What I see as a problem with you proposal is that if this is a timed SR (as opposed to a scored race), there isn't any good way for a rider to gain time on the field. All three stages look like they'll end in bunch sprints.
niteschaos
02-27-2004, 10:12 AM
I think you should have a steep-ass road race, so the little guys can have thier fun. A flat TT so the big guys can have thier fun. Finish up with a rolling terrain crit for the final event, so pure sprinters may not have a chance to dominate, but neither will gosomer climber types either.
bimini
02-29-2004, 01:53 PM
At 170# the hill climbs are for the little guys. I love circuit races and sprints, on small rollers I can hang on and crits are fun too. TT are a waste of money, (but I will do a few this year just so I can get to my goal of an under 1 hour 40K)
lonefrontranger
03-03-2004, 07:05 PM
Being a roleur myself I'm biased. That being said, stage races with crazy-assed hilly stages are a dime a dozen.

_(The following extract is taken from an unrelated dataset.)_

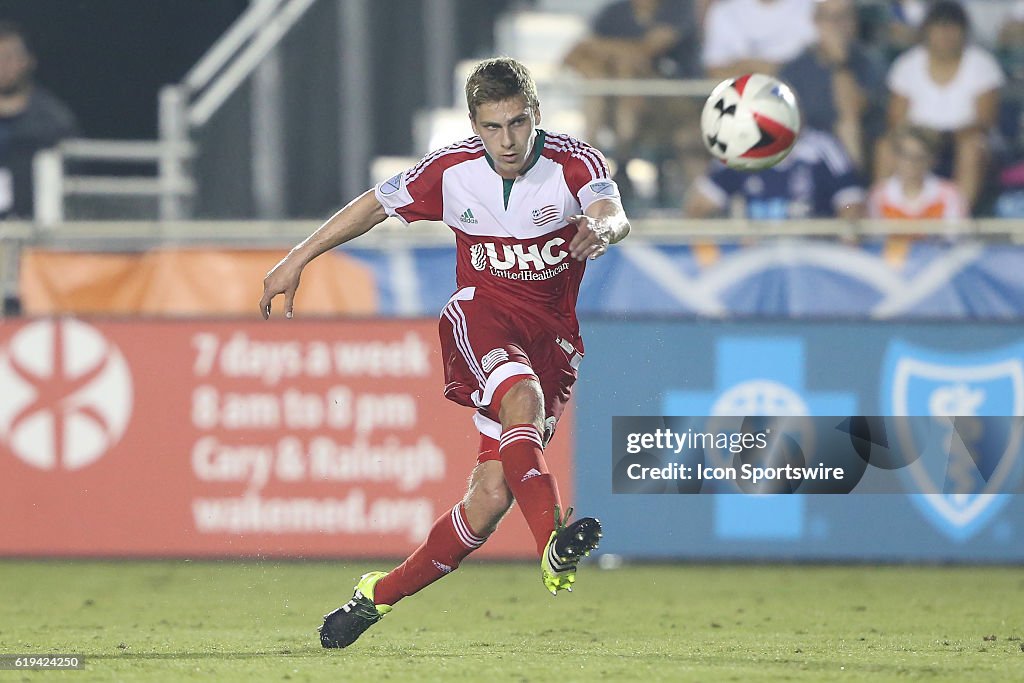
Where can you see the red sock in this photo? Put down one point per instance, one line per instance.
(450, 541)
(527, 476)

IMO it would be different and interesting to do a "classic" type RR, a rolling to moderately hilly circuit or crit with a short hill, and a long, flat TT.
Keep in mind that, depending on the road race, it doesn't necessarily have to come down to a field sprint, flat or no. There are only 2 "flat" RR courses here in Colorado. However, both of them tend to be wicked evil races of attrition due to wind conditions (Hugo) or road conditions (Boulder Roubaix). The Roubaix is self-explanatory and only nitwits like myself tend to risk their equipment racing it. Hugo is a flat to rolling "classic" style RR run in BFE Eastern Colorado that (due to nearly 40mph crosswinds), turned into a bona fide Belgian style classic race last year. Eschelons as far as the eye could see. Fields of 100+ guys came straggling in as groups of six or eight riders apiece. I heard about guys getting their bikes cut out from under them by enormous tumbleweeds! People lost anywhere between ten and thirty minutes on the leaders just from getting shut out the eschelon at a key point in the race.
If you think scoring on time may become an issue, then score by finish points instead. I can provide a scoring matrix I've used successfully for series events based on points through 20 places per stage.